5 Replies Latest reply on Dec 8, 2011 8:09 AM by antzrhere

    finding median in array

      Finding median in an array so which sorting algorithm is suitable

      Given an Unsorted Array , I want to find out median of array without sorting an array or partially sorting an array  with minimum possible complexity using Opencl .Should I use Parallel bubble sort and partially sort the array to get median or any other method.Plz suggest me as early as possible.:):):)

        • finding median in array

          array is of around 500000 elements....

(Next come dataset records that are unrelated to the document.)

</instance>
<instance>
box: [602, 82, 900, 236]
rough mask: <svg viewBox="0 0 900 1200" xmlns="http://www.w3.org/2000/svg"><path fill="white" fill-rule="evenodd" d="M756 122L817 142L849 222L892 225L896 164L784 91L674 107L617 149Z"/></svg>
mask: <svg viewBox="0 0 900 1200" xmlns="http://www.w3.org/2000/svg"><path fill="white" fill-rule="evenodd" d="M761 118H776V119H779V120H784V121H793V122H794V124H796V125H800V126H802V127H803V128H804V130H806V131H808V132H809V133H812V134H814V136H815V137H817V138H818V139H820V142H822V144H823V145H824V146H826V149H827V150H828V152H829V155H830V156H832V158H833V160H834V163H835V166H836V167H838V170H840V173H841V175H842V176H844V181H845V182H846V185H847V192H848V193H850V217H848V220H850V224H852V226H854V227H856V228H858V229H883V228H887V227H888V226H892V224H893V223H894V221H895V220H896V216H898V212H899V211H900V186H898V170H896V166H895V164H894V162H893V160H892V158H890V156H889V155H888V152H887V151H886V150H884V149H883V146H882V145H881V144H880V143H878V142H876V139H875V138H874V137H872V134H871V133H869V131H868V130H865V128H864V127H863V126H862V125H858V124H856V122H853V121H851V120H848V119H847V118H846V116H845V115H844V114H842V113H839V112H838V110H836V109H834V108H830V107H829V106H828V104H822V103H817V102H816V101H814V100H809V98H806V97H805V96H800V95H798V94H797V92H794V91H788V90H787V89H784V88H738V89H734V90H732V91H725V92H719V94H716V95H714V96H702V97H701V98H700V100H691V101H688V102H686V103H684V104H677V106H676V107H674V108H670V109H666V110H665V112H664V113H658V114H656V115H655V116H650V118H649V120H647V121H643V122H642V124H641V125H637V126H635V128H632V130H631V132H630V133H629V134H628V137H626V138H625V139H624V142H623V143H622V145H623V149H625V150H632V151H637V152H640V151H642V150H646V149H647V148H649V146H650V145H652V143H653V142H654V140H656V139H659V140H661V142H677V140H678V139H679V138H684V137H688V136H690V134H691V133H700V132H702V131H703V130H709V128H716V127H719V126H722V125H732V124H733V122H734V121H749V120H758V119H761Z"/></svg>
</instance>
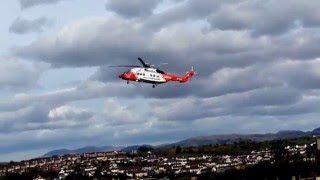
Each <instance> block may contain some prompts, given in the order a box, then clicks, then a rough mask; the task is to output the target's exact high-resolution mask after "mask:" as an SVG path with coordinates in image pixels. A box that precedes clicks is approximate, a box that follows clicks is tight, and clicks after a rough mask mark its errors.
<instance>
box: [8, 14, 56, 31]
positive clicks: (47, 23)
mask: <svg viewBox="0 0 320 180" xmlns="http://www.w3.org/2000/svg"><path fill="white" fill-rule="evenodd" d="M52 23H53V20H52V19H48V18H46V17H41V18H37V19H34V20H27V19H23V18H21V17H18V18H16V19H15V20H14V22H13V23H12V24H11V26H10V28H9V31H10V32H12V33H16V34H26V33H32V32H37V33H39V32H42V31H43V29H44V27H45V26H49V25H51V24H52Z"/></svg>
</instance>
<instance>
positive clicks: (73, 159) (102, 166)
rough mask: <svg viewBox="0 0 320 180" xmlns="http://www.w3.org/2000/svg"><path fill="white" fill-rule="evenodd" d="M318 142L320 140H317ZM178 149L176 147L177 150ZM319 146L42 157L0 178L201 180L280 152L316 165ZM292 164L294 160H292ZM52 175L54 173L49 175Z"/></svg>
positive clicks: (119, 153) (264, 159)
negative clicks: (68, 178) (207, 151)
mask: <svg viewBox="0 0 320 180" xmlns="http://www.w3.org/2000/svg"><path fill="white" fill-rule="evenodd" d="M317 141H318V142H319V139H318V140H317ZM176 149H177V148H176ZM319 149H320V148H319V144H318V145H317V142H313V143H310V144H305V145H294V146H285V147H283V148H282V149H281V150H280V151H279V149H278V150H272V149H264V150H259V151H258V150H257V151H251V152H250V153H248V154H239V155H225V154H210V153H207V154H201V153H196V154H183V153H179V154H175V155H168V154H167V155H163V154H160V153H156V152H153V151H151V150H148V149H147V150H148V151H145V152H143V153H139V152H137V151H132V152H130V153H127V152H123V151H111V152H91V153H84V154H68V155H61V156H52V157H42V158H36V159H31V160H23V161H20V162H9V163H4V164H2V165H0V177H1V176H2V177H4V176H8V175H13V174H16V175H22V174H27V173H29V174H30V173H31V174H32V175H33V177H32V178H33V179H36V178H37V179H42V178H45V179H47V178H48V176H50V177H51V178H54V179H66V178H67V177H68V176H72V175H73V176H83V177H88V178H90V177H96V178H97V177H108V178H166V177H183V176H188V177H198V176H201V175H205V174H219V173H224V172H225V171H228V170H232V169H236V170H241V169H245V168H247V167H250V166H254V165H257V164H259V163H261V162H268V163H270V164H273V163H275V162H276V161H277V156H278V155H279V152H285V153H286V154H287V156H290V157H299V158H300V160H301V161H303V162H316V161H317V153H316V152H318V151H319ZM290 161H291V162H292V161H293V159H290ZM49 172H51V174H50V173H49Z"/></svg>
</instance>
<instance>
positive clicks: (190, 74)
mask: <svg viewBox="0 0 320 180" xmlns="http://www.w3.org/2000/svg"><path fill="white" fill-rule="evenodd" d="M195 73H196V72H195V71H194V70H193V66H192V67H191V70H190V71H188V72H187V73H186V75H184V76H183V77H182V80H181V81H180V82H181V83H184V82H187V81H189V80H190V79H191V77H192V76H193V75H194V74H195Z"/></svg>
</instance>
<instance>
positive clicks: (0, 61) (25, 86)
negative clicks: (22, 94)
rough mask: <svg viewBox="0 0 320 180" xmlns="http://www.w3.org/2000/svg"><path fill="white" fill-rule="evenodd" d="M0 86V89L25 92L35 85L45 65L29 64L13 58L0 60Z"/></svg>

            • finding median in array

              Intuitively it would surprise me if there is a way to do this without extracting all the information you would require from a sort. You need the data conceptually ordered and the only way to get that order may be to sort. Rather than implement your own algorithm I would think that the best thing would be to use a fast sort and then extract from that data set. 

            • finding median in array

              You are looking for an algorithm called "median of medians", there is an article in Wikipedia. I'm not aware of any GPU-accelerated implementations, unfortunately. If you can afford to copy the array to the host, C++ STL algorithm "nth_element" will locate the median in O(N) time.

                • finding median in array

                  To find a *good approximation* of a median you could do it this way:


                  run through all values once (0-500000) and get the minimum and maximum value (range if your data).

                  Now use a 1D array (size 'n'  - I'll explain size later) where the first element represents the min value and the last element represents the max value. zero all elements.

                  Run through all the values again (0-500000) and increment the array element that the value falls within.

                  i.e. Array[ ((value-minvalue) / (minvalue-maxvalue+epsilon)) * arraysize]++;

                  (This can be easily optimised to get rid of division and other ALU).

                  Now read through Array[] (0-'n'), adding up the values as you go along UNTIL you reach 500000/2. This is the region of space where your median is located. To improve things a little bit you could interpolinate between adjacent array values  when you reach the median.


                  Concerning what array size to use, the larger the array size, the better likelyhood that the calculated median is closer to the actual median (improved resolution). Essentially your just defining a range where the median is located somewhere within. To improve the accuracy (make the range smaller) increase the array size. Of course if your data sample has a very large range, but most values are clustured very close together then you will need a large array size to getter approximation of the median.


                  ..you can also use this to estimate lower and upper quartile by this method.